Exemple : depuis votre chute à vélo, vous êtes désorganisé·e, oubliez vos RDV… Il s’agit peut-être de séquelles neurologiques, pas d’un TDAH.
5. Adolescence : des symptômes… normaux ?
Ah, l’adolescence… Cette période merveilleusement chaotique où le cerveau décide de refaire sa déco intérieure. Résultat : émotions en mode montagnes russes, prises de décisions douteuses, trous de mémoire, et gestion du temps plus qu’approximative.
En cause ? Les fonctions exécutives, ces fameuses capacités à planifier, inhiber, organiser et gérer ses priorités, qui ne sont pas encore complètement matures avant 25 ans. Oui, même chez les plus brillants.

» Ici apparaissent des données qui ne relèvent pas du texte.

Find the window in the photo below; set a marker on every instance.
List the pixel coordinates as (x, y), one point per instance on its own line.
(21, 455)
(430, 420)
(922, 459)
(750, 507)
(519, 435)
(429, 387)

Exemple : votre ado oublie son sac, commence ses devoirs à 22h, change d’avis toutes les dix minutes… Ce n’est pas un trouble : c’est son cortex préfrontal qui mûrit.

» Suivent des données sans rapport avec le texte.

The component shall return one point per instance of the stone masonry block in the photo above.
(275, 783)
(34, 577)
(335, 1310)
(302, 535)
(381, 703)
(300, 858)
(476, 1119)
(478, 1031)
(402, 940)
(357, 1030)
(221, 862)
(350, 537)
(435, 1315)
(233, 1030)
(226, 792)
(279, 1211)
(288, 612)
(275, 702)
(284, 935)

6. Périménopause : le TDAH hormonodépendant ?
La périménopause, cette période souvent silencieuse qui précède la ménopause, n’est pas qu’une affaire de cycles irréguliers. Elle peut aussi s’inviter dans le cerveau : baisse de concentration, troubles de la mémoire, irritabilité, fatigue mentale…
Plusieurs études montrent que les fluctuations hormonales (en particulier des œstrogènes) peuvent affecter la neurotransmission dopaminergique et sérotoninergique, deux systèmes impliqués dans l’attention et la régulation de l’humeur.
Exemple : depuis vos 44 ans, vous êtes désorganisé·e, avez des trous de mémoire, vous sentez à cran. Et si c’était la périménopause ?
7. Et si ce n’était pas un trouble, mais une façon d’être ?
Aujourd’hui, tout ce qui sort du cadre – lenteur, distraction, hypersensibilité, procrastination – semble devoir porter un nom. Mais parfois, la flemme, ce n’est pas une maladie, c’est juste… la flemme. Un besoin de repos. Une absence de motivation parce que la tâche est vide de sens.
Certaines personnes s’éparpillent parce qu’elles pensent trop, ressentent fort, ou se questionnent en permanence. Ce n’est pas forcément pathologique. C’est parfois la marque d’un besoin de profondeur, d’un appel à ralentir, à se reconnecter à soi, à l’instant présent.
Il y a des jours où l’on procrastine parce qu’on a peur, ou parce qu’on est fatigué, ou juste parce qu’on n’en a pas envie. Et c’est OK. On n’a pas à transformer chaque élan manqué en diagnostic.
Prenez un temps pour vous. Pas pour vous coller une étiquette, mais pour écouter ce que votre vie vous dit. Parfois, il n’y a rien à soigner, juste quelque chose à comprendre.
8. Conclusion
Faire la différence entre un TDAH et un trouble qui lui ressemble n’est pas toujours simple, même pour les professionnels. Mais c’est essentiel pour éviter des traitements inutiles, ou au contraire, passer à côté d’un accompagnement adapté.
Le TDAH existe. C’est un trouble reconnu, étudié, et souvent mal compris. Mais il n’explique pas tout. D’autres causes – transitoires ou durables – peuvent engendrer des troubles de l’attention, de l’organisation ou de la régulation émotionnelle.
La bonne nouvelle ? Chaque trouble a ses spécificités, ses clés de compréhension, et souvent… ses solutions. Alors si vous vous reconnaissez dans cet article, prenez rendez-vous. Pas pour obtenir une étiquette, mais pour ouvrir une piste.
Et n’oubliez pas : chercher à comprendre ce qui se passe en vous est déjà un signe de santé mentale.